Hook
Calling Domo's API from Jupyter is straightforward — until you need to do it more than once. Without a clean abstraction layer, you end up with duplicated request logic scattered across cells and notebooks that break the moment an endpoint changes.
Why It Matters
Route functions give you a single, reusable entry point for every Domo API call you make from Python. Without them, query logic bleeds into analysis code, parameters get hardcoded in random cells, and debugging a failed request means hunting through a notebook rather than reading a function signature. Building this abstraction in part two of this series means every subsequent query — datasets, cards, groups, users — follows the same pattern. You write the plumbing once and never think about it again.
What You'll Learn
- Structure a Python route function that wraps a Domo API endpoint cleanly
- Pass dynamic parameters without hardcoding them into request calls
- Handle base URL construction and authentication headers at the route level
- Understand why separating transport logic from query logic pays off at scale
- Connect this pattern to the broader four-part framework for Domo + Jupyter integration
Building the Route Function Pattern
The core idea is treating each Domo API endpoint as a named function — get_dataset, list_cards, etc. — rather than a raw requests.get() call. Each route function owns its path construction, injects credentials from a shared auth object, and returns a normalized response.
In practice this means defining a base client or session object early (covered in part one) and then building route functions on top of it.
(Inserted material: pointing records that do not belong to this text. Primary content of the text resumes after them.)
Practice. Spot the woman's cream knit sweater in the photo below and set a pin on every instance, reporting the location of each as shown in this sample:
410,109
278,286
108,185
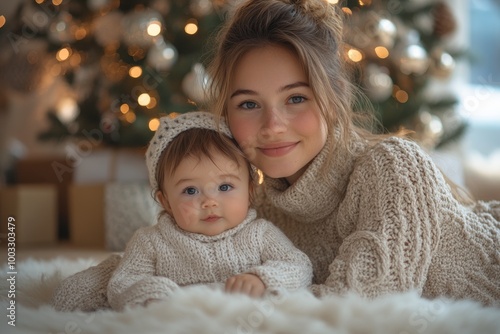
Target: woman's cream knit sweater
384,220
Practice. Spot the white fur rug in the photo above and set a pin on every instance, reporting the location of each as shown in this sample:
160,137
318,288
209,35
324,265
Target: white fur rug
202,310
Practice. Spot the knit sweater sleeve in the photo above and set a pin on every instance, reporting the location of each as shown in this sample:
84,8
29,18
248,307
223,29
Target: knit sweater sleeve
389,222
134,282
283,265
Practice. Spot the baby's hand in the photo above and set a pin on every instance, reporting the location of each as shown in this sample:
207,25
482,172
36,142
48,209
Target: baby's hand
246,283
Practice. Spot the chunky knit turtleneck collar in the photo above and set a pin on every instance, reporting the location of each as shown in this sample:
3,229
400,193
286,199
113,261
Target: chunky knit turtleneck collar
313,196
166,221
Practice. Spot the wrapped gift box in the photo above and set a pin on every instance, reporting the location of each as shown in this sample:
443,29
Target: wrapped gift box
86,215
34,208
107,215
38,170
127,207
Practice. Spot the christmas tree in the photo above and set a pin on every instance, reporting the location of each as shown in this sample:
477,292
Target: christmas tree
130,62
399,48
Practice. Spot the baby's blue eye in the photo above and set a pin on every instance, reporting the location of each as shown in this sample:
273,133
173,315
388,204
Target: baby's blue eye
248,105
297,99
225,187
190,191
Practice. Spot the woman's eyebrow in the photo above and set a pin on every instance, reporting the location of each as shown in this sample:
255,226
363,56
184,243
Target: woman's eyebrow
282,89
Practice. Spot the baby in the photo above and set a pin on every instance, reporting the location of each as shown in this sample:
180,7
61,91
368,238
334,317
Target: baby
208,233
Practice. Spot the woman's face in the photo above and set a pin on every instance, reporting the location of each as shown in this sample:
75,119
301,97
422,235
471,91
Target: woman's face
273,113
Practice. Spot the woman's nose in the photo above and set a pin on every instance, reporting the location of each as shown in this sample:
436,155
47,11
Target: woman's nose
274,122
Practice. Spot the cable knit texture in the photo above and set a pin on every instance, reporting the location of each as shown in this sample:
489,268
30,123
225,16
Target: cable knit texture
170,127
86,290
384,220
161,258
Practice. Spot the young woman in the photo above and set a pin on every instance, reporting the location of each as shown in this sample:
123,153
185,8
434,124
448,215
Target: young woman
373,213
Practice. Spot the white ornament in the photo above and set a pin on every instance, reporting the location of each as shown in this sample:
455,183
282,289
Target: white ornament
162,55
377,83
107,28
62,29
135,27
413,58
195,83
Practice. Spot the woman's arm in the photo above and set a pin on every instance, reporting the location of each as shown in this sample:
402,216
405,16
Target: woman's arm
389,222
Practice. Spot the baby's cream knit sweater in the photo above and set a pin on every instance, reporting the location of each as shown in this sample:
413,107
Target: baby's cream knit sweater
161,258
384,220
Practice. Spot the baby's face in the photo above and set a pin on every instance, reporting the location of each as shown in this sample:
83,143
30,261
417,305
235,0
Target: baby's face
206,196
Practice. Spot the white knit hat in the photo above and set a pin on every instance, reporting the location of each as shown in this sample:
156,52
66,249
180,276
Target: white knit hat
171,127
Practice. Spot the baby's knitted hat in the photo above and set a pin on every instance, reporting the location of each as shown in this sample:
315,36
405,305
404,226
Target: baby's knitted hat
171,127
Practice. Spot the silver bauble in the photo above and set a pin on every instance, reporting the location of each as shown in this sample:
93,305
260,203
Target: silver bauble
377,83
442,64
62,29
162,55
195,83
135,25
411,55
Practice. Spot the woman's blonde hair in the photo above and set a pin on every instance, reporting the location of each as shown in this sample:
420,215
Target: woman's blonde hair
313,31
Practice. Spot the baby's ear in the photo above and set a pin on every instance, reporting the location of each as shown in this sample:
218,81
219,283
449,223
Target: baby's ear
163,200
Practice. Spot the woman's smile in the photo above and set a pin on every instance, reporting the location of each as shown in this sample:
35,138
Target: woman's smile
278,149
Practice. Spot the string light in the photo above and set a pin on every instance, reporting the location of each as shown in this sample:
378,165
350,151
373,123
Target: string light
355,55
124,108
63,54
382,52
130,117
144,99
347,10
191,27
154,28
402,96
154,124
80,33
135,71
152,103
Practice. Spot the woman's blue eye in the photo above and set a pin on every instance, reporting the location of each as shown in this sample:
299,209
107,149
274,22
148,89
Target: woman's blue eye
225,187
190,191
297,99
248,105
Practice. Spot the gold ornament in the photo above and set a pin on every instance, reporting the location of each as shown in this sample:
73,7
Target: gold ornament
162,55
442,64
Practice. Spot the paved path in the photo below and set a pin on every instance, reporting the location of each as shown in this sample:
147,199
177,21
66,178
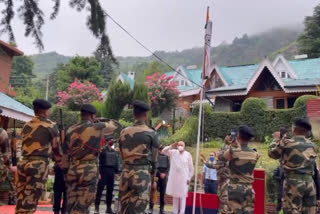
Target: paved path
47,209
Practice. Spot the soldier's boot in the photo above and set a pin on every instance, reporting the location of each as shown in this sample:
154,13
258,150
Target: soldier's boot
109,210
96,209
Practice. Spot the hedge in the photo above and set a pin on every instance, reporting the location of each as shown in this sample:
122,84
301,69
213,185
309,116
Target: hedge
69,117
253,113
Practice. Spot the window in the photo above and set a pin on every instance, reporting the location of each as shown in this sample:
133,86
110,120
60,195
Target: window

The function signature does the documentation work: get_dataset(dataset_id: str, limit: int = 100) is self-explanatory; a cell full of URL string concatenation is not.
The limit and pagination parameters are worth paying attention to here — Domo's API returns paginated results by default, and baking pagination handling into the route function (rather than the calling notebook) means your analysis cells stay readable.
One pattern that pays dividends later: return the raw response object from the route function and parse it in a separate step. This makes it easy to log, inspect, or mock responses during development without rewiring the function itself.
By the end of this video you have a working, importable module of route functions that the remaining two parts of the series will build queries against.